One little tap or even a breeze can knock me off balance.
When I feel or hear people behind me, a lot of times I try to step aside so they can pass because there is nothing worse than having people at your heels. I'm sure most of us with some kind of walking deformity can relate. I am happy to say on occasion some people are reluctant to seem rude and refuse until I convince them it is okay. I don't walk fast. I never did and I never will. I think I walk fast sometimes but there is always someone faster than me. Hubby walks really fast. However, from day one we've always held hands. I think it helps both of us. It helps me with the support and it helps Hubby to walk my pace.
Here is one friendly suggestion for all of you. When you come across someone slower than you, stay at distance behind them. Say EXCUSE me and allow them to move out of your way. If they don't, find a way to go around them far enough not to brush against them. Because REALLY, most of us would like to walk fast just as you but it just ain't gonna happen!
Standing up for a while causes me to go off balance and sway. Yes, I know. Weird. I usually try to find a place to sit if I can. Standing then stepping can bring me to tripping with those arms in the air!

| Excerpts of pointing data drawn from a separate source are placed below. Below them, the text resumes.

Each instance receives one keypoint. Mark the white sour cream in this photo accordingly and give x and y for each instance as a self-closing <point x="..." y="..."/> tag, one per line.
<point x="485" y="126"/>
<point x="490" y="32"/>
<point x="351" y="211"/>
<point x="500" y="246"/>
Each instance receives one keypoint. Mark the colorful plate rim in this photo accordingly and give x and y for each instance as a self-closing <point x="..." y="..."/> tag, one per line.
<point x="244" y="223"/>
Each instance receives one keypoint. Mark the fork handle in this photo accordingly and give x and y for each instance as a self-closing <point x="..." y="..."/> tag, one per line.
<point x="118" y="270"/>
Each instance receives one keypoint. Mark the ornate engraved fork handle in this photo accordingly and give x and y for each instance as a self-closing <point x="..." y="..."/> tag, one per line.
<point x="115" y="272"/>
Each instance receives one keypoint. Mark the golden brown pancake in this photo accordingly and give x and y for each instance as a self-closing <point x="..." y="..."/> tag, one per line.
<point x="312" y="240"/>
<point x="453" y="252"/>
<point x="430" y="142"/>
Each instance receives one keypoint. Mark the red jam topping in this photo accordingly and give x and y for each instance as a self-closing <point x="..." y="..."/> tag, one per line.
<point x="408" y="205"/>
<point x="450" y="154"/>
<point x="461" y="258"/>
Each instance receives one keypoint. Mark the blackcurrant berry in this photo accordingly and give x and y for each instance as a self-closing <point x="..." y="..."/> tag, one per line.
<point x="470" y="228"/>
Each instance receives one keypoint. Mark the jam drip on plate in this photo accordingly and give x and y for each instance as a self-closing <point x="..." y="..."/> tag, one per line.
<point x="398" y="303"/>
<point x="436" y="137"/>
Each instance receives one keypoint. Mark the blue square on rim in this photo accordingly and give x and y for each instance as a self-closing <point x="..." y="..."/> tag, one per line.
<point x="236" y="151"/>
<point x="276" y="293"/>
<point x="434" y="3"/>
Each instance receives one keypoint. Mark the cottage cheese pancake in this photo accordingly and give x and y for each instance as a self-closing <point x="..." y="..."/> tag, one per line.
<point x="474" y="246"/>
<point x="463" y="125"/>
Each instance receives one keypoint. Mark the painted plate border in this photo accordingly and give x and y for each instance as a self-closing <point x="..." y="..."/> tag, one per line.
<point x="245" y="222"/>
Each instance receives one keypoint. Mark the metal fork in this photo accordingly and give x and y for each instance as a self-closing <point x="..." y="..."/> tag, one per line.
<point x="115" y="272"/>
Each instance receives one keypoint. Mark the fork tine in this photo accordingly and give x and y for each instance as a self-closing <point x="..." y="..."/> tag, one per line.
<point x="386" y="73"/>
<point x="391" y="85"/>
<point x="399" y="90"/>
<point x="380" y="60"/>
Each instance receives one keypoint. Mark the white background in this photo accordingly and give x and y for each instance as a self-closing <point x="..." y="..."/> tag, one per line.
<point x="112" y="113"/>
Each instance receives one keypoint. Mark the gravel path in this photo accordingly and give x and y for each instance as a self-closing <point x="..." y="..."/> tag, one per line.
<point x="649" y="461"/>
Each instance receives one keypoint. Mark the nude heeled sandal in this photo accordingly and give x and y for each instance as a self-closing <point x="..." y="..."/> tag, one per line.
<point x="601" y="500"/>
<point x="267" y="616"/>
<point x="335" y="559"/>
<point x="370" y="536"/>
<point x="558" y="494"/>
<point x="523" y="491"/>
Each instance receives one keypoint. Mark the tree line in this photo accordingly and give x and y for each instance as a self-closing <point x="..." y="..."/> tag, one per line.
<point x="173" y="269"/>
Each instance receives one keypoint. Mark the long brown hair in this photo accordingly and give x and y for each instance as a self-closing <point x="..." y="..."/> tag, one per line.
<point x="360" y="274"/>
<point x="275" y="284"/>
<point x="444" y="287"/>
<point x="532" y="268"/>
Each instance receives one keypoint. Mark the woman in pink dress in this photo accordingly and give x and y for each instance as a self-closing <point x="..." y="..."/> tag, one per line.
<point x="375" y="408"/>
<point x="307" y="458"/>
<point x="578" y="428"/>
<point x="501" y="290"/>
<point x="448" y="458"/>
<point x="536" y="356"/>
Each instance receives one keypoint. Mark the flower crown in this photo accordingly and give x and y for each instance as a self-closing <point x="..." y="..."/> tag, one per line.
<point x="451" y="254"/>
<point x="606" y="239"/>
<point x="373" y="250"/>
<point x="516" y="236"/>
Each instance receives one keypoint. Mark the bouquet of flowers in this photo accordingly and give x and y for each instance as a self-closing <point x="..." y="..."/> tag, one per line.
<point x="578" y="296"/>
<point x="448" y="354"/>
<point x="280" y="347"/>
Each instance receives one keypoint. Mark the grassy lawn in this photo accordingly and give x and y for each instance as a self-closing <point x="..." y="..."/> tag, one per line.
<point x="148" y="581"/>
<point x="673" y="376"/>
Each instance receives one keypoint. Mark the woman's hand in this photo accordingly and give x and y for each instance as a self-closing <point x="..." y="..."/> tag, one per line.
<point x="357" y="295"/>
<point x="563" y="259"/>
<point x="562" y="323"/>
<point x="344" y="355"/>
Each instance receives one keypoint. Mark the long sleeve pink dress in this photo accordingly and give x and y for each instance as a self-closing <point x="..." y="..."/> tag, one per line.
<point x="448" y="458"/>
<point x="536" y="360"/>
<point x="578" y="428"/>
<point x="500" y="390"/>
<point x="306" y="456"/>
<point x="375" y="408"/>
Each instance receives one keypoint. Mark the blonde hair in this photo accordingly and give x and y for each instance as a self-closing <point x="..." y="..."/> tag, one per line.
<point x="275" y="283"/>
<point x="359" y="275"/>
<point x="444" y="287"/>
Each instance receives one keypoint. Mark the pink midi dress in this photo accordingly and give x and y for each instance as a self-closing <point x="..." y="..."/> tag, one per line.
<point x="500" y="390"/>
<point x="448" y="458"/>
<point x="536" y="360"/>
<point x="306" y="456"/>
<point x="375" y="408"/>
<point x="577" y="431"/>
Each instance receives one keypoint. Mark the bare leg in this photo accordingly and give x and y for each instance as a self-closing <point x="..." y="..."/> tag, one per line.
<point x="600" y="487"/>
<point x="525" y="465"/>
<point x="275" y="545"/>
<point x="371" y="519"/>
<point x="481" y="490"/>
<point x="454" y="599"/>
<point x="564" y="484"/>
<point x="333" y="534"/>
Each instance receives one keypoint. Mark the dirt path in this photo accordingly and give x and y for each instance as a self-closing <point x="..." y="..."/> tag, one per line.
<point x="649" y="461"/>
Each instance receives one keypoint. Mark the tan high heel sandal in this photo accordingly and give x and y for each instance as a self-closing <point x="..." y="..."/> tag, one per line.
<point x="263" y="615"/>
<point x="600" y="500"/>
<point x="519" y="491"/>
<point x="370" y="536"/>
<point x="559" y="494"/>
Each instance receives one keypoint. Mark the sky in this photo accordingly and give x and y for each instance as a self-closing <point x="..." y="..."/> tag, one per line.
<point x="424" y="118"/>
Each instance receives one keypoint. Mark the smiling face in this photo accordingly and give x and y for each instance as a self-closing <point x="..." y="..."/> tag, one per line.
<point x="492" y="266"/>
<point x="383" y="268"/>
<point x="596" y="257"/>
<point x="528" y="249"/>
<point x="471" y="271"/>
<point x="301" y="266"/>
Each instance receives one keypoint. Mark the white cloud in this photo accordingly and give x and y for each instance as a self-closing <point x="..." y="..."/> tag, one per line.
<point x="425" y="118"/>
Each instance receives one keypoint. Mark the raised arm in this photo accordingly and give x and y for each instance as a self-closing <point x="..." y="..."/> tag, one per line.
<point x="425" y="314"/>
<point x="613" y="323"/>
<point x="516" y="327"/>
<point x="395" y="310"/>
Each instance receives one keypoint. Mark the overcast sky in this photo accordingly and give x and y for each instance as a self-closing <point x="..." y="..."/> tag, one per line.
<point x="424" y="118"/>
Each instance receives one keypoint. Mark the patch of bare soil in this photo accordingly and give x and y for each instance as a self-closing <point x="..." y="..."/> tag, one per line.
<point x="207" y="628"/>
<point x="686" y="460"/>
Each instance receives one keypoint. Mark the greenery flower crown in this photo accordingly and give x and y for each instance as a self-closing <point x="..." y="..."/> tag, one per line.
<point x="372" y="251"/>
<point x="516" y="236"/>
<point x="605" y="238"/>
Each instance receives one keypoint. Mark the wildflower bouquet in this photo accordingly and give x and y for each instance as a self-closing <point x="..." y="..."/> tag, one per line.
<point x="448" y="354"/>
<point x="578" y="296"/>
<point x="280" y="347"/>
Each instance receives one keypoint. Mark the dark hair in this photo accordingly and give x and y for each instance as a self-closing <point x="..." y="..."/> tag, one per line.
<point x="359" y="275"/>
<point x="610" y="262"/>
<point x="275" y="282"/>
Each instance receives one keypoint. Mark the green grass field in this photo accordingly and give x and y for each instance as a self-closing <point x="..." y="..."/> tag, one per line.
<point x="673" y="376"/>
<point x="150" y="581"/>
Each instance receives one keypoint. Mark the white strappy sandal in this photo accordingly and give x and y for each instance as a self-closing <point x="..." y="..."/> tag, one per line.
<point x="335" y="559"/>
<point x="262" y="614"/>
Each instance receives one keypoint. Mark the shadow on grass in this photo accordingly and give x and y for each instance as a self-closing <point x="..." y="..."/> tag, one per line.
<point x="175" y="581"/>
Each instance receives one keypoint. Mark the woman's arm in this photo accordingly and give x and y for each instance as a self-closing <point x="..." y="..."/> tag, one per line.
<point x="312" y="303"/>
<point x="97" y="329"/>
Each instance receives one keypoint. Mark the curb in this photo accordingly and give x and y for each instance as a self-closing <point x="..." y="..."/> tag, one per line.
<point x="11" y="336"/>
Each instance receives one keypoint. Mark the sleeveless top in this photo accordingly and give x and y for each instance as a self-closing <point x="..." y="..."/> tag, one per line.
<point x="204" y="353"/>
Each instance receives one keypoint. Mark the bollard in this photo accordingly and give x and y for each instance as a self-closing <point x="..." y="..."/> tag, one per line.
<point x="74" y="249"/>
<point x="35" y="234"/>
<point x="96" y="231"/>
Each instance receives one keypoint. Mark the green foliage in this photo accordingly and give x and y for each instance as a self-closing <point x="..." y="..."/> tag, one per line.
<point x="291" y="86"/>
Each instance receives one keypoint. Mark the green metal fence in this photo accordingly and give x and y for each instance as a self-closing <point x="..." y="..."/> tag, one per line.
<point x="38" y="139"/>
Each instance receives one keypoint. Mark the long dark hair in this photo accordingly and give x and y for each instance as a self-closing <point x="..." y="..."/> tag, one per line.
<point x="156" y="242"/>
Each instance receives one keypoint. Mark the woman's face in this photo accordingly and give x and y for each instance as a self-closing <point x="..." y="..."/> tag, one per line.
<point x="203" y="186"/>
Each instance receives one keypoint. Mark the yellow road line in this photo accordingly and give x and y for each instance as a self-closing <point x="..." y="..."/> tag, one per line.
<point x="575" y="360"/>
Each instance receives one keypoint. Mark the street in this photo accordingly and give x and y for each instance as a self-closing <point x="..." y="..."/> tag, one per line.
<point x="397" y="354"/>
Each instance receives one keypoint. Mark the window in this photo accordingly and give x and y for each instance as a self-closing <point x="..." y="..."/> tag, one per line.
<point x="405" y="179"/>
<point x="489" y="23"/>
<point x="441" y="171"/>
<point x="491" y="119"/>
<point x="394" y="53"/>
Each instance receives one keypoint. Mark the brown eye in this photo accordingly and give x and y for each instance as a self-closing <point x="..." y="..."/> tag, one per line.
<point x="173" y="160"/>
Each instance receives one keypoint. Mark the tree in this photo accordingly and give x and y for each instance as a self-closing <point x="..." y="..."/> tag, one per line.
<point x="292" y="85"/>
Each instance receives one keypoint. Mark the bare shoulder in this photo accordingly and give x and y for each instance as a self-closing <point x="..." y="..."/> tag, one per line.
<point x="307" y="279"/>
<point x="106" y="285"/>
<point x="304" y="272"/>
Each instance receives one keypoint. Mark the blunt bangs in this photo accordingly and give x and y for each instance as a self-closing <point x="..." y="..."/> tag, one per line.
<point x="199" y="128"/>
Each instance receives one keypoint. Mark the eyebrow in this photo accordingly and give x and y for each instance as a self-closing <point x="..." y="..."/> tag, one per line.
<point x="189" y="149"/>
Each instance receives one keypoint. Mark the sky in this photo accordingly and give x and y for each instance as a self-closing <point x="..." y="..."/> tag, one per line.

For whatever reason I have not figured out why it happens but I have what I call wobbly days and good days. Getting out of a bed or chair is hilarious sometimes! I push myself up and fall back down a few times until I get on my two feet. Once I am on my feet I okay. My Hubby will help me stay on my feet by placing his hand on my back for support. On wobbly days, its the same getting up but my balance is off a lot more. I am all over the place on those days. The other day I was getting up on a bad day and I had to hurry to go to the bathroom. I finally got on my feet. When I made the first step, my balance threw me towards the wall headfirst. Luckily I caught myself.
Hubby and I laugh. I always laugh at myself. Hubby laughs with me but sometimes he says it just looks funny.
Walking in between something tight is difficult, especially moving objects or people. When I move into a new home, I always look at the kitchen's layout. I do most of the cooking. It's a catch 22. I like all the appliances especially the sink and stove close so I don't have to walk with a heavy pot far. Because of the way I walk, water sloshes all over and I need to be careful. Also I figure out how many turns I have to take to get from point A to B. I eventually adapt and there is no second thought of what I am doing.
I always think if I'm in the kitchen and I lose my balance I have something to grab on if everything is close by. But on the other hand, if I lose my balance and don't catch myself I could fall and hit my head. Hubby is always concerned about that when I am alone. MyBabyGirl has always been concerned about that too, not only in the kitchen.
I always have a rule for myself, if I am walking with a dish or pot or anything and I lose my balance. It is not going to be me falling down which results in broken dishes or supper on the floor. Broken dishes happened so many times I cannot count. I think supper landed on the floor maybe once or twice.
Do not ever ask me to walk backward or sideways. I mean really! I can't walk straight and balanced moving forward, what do you expect? Just the other day, Hubby and I were trying to move a big object and at first he had me pulling. He ran over my foot by the way and that hurt! But anyway I told him to switch. It was so much better.
I hope I was able to paint a picture of how I walk and stand. You may think wow she has a challenge every day. But don't! Yes, I am aware of the way I walk and trip etc but don't think about it. I just do what I have to do.